February is African American History Month. During these days of the celebration of the sesquicentennial of the Civil War, there is much talk about the issue of slavery as a cause of the conflict. Harriet Beecher Stowe’s classic novel, Uncle Tom’s Cabin, a best seller when it was published in installments from 1851-1852, fueled the debate about abolition and slavery. The library has a good selection of books about the experience of slavery. Remembering Slavery: African Americans Talk about Their Personal Experiences of Slavery and Emancipation edited by Ira Berlin gathers first person accounts. John Hope Franklin’s From Slavery to Freedom traces the institution in the English colonies and then the United States; he details the way of life of the enslaved people and their struggle for freedom.

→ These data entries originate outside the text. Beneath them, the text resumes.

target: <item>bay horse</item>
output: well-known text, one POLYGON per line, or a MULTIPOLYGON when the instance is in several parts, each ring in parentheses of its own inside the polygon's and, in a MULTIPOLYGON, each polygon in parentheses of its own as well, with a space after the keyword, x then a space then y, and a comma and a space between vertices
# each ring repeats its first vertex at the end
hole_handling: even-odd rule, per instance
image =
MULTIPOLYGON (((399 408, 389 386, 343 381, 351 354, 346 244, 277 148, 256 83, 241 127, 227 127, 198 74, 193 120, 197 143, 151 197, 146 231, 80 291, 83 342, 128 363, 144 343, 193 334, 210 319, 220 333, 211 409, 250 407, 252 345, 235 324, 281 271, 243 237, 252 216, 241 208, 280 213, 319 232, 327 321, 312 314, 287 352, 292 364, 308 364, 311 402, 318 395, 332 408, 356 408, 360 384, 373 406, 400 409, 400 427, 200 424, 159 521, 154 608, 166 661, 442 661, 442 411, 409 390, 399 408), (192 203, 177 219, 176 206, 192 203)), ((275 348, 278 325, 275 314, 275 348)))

The Library of Congress has a remarkable online collection of interviews with slaves who were born between 1823 and the early 1860s. The audio files on “Voices from the Days of Slavery” are supplemented by biographies of each person.
If you missed or forgot these two television productions, now might be a good time to check them out. Ken Burns’ PBS production, Civil War, discusses the impact of slavery on the north as well as the south. Alex Haley’s Roots follows the story of his ancestor Kunta Kinte as he was sold into slavery and his and his family’s struggle for freedom. The Underground Railroad follows the route slaves took as they tried to escape to the north.
Kaolyn Smardz Frost’s book, I’ve Got a Home in Glory Land: A Lost Tale of the Underground Railroad, recounts the inspiring tale of Lucie and Thornton Blackburn who were aided by the African American community and managed to escape to Toronto. Another book which delves into the Underground Railroad is Beyond the River: The Untold Story of the Heroes of the Underground Railroad by Ann Hagedorn.